Life is precious; which means people should do everything they can to enjoy their lives as well as do everything they can to preserve them. However, no matter how much people do to avoid sickness and risky situations, nobody in Maryland in can avoid death forever. This means it can be important for people to begin estate planning as soon as possible, which can help avoid future problems for heirs, such as having to go to probate court.
When a person dies without an estate plan, they risk the chance of their intended heirs not being able to receive their assets. Without an estate plan, a probate judge will decide how to administer assets included in an individual's estate. This will force heirs to engage in the probate process which can be expensive and can also cause a loss of privacy. Many times, heirs will challenge each other in probate court in order to control one's estate assets.
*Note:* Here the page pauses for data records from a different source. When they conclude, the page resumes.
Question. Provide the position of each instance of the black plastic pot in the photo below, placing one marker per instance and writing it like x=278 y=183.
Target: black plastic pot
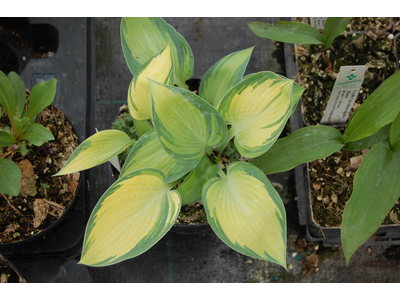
x=70 y=42
x=329 y=236
x=21 y=278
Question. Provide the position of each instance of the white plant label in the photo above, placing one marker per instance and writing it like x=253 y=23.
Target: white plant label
x=345 y=91
x=318 y=22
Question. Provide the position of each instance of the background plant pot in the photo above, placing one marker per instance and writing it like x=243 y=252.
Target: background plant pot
x=330 y=236
x=7 y=269
x=71 y=61
x=318 y=68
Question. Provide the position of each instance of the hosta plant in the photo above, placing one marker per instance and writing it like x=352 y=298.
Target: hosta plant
x=23 y=127
x=375 y=124
x=176 y=159
x=300 y=33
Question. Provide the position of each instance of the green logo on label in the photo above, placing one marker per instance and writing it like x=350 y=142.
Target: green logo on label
x=351 y=77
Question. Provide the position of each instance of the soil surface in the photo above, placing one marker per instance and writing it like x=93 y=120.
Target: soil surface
x=331 y=183
x=43 y=198
x=367 y=41
x=319 y=68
However, avoiding probate is not the only good reason to begin planning an estate as soon as possible. Lack of a solid estate plan can also expose one's assets to the inheritance tax. Although the inheritance tax is currently set at a relatively high level, this can change at any time in the future when Congress is looking to increase tax revenue for government expenditures. Therefore, it will be necessary to continue to update one's estate plan in order to take into consideration the latest changes in estate tax laws.
If an individual has not begun his or her estate planning, that person may wish to initiate the process right away in order to avoid probate court and tax liabilities in Maryland or in any other state. Also, if a person already has an estate plan in place, he or she should make sure to update it periodically. However, if heirs do find themselves in the middle of a probate court battle, they may seek to obtain knowledge of the applicable laws in order to present a strong legal argument to prove why they should receive their loved ones' assets.